In food news, Professor Shane Ward of the UCD Bioresources Research Centre would like to announce that he and his team have found a way to put barcodes on chickens.

Not live chickens, mind you. The experiment might have been too stressful on the poor creatures and no chickens could be harmed during these tests.

Professor Ward can put a barcode on chicken pieces from a processing plant. He had great success in getting a readable code onto the beaks and legs.

Cattle have huge tags in their ears, rather like a piercing, so that the animals can be traced from farm to abattoir in case there's an outbreak of disease. Easy, then, to go back to the source to discover the cause of the E. coli infestation or the origins of a hoof and mouth epidemic.
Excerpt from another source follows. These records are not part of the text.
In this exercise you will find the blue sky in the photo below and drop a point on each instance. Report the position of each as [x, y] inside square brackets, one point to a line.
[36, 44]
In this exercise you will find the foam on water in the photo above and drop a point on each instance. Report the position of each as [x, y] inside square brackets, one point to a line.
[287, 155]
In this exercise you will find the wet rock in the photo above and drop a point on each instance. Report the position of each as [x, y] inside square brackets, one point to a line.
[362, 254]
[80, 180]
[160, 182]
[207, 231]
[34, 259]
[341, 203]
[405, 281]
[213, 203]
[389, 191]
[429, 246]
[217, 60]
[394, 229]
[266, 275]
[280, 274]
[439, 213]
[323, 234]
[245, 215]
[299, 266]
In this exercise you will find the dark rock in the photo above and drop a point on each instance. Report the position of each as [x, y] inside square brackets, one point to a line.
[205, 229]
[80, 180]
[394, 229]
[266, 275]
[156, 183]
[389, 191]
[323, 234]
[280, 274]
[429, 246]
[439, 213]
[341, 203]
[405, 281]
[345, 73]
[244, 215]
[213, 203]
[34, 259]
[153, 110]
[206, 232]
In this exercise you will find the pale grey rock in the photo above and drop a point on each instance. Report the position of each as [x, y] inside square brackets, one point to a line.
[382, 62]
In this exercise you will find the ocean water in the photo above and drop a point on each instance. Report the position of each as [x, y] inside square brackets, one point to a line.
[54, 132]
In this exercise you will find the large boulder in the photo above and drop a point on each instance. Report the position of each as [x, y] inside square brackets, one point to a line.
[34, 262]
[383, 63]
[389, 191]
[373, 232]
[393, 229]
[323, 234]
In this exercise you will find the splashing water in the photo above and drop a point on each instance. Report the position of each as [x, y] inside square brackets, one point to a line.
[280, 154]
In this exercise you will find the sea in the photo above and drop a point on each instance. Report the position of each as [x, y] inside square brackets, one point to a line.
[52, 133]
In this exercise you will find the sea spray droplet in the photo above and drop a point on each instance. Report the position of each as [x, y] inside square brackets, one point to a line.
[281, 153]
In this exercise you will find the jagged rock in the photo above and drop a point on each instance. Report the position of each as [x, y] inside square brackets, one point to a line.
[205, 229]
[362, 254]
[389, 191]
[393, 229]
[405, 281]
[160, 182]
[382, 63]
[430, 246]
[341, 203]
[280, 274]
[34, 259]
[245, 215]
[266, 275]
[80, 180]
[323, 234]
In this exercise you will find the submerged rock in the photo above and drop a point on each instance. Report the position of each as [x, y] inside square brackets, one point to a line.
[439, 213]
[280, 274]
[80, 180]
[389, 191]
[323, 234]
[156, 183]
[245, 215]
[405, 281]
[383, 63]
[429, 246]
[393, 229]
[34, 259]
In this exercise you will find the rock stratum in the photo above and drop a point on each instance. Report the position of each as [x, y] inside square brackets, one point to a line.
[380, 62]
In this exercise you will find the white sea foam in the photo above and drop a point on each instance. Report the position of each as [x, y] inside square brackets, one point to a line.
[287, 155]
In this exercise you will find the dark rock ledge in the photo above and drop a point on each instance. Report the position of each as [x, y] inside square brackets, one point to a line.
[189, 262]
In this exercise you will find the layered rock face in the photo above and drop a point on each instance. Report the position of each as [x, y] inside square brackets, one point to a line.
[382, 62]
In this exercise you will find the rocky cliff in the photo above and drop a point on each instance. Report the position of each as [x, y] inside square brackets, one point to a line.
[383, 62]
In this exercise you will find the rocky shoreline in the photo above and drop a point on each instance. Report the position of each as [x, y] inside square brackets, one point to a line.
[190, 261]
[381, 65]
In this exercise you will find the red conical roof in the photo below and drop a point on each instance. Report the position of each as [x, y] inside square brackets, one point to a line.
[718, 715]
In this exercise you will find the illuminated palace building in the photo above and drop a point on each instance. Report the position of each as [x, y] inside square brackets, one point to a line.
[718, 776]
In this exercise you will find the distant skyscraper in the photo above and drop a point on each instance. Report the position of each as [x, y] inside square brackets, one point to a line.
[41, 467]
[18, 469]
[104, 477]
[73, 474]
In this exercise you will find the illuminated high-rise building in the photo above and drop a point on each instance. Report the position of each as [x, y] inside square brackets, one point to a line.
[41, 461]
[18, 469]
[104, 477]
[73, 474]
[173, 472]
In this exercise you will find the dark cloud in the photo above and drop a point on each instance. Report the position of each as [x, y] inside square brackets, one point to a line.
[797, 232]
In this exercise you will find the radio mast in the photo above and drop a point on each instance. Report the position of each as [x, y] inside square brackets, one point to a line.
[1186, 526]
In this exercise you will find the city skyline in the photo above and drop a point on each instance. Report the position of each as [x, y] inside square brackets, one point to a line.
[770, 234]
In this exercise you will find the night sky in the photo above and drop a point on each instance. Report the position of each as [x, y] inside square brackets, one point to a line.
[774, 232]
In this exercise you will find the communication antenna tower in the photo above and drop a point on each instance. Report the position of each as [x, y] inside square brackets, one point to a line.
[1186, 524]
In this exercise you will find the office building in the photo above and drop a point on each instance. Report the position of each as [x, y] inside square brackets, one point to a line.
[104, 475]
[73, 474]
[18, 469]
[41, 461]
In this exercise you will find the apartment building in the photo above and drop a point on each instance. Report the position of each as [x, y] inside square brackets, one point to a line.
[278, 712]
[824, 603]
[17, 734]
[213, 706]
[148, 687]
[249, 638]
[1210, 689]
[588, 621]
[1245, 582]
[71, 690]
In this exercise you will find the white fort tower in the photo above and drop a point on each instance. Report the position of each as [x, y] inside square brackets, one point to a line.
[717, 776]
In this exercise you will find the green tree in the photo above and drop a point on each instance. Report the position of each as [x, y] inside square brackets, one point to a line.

As chickens have no ears, it was impossible to tag them, but now the scientists at University College Dublin have solved the vexing problem. With barcodes and scanners, a chicken found to be infected with salmonella can be followed from the processing plant back to the farm. With that information, the health inspectors can narrow the focus of their work and stop disease outbreaks that much sooner.

The people at the research centre will be happy to share their barcode techniques, but they're also hoping that someone who knows something about live chickens will come forward with suggestions about how to get a bird to sit still long enough to be barcoded.

Except for that minor detail, a workable system is ready to go live.